时 间:2021年11月18日(周四)13:00-13:50
地 点:线上,腾讯会议305 493 290
题 目:Bayesian Empirical Likelihood Inference With Complex Survey Data
主讲人:赵普映 云南大学数学与统计学院副教授
主持人:唐炎林 研究员
摘 要:
We propose a Bayesian empirical likelihood approach to survey data analysis on a vector of finite population parameters defined through estimating equations. Our method allows overidentified estimating equation systems and is applicable to both smooth and nondifferentiable estimating functions. Our proposed Bayesian estimator is design consistent for general sampling designs and the Bayesian credible intervals are calibrated in the sense of having asymptotically valid design-based frequentist properties under single-stage unequal probability sampling designs with small sampling fractions. Large sample properties of the Bayesian inference proposed are established for both non-informative and informative priors under the design-based framework. We also propose a Bayesian model selection procedure with complex survey data and show that it works for general sampling designs.

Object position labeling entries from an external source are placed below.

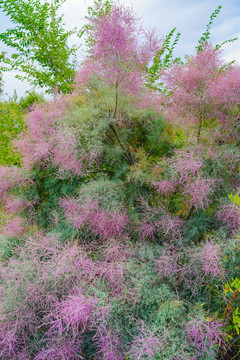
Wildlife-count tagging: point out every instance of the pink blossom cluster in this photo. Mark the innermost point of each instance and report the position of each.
(120, 49)
(164, 187)
(99, 222)
(203, 91)
(230, 214)
(10, 177)
(48, 143)
(197, 193)
(205, 336)
(14, 227)
(145, 345)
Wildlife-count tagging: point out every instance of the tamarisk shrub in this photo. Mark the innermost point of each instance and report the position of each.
(204, 94)
(119, 231)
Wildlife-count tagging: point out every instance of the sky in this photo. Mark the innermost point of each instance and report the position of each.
(190, 17)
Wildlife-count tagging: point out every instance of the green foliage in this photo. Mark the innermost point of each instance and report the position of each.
(206, 35)
(40, 42)
(45, 192)
(2, 55)
(163, 59)
(30, 99)
(98, 9)
(12, 124)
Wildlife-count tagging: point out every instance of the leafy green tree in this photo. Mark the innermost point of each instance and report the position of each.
(40, 44)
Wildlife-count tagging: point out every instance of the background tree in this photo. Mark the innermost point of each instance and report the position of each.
(40, 44)
(1, 81)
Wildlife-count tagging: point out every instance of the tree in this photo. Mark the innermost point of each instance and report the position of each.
(40, 42)
(1, 81)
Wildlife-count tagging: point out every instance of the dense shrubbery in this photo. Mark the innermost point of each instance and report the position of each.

An efficient Markov chain Monte Carlo procedure is described for the required computation of the posterior distribution for general vector parameters. Simulation studies and an application to a real survey data set are included to examine the finite sample performances of the methods proposed as well as the effect of different types of prior and different types of sampling design. This is a joint work with Malay Ghosh, J.N.K. Rao and Changbao Wu.
报告人简介:
赵普映,博士,云南大学数学与统计学院副教授、博士生导师,现主持国家自然科学基金面上项目1项。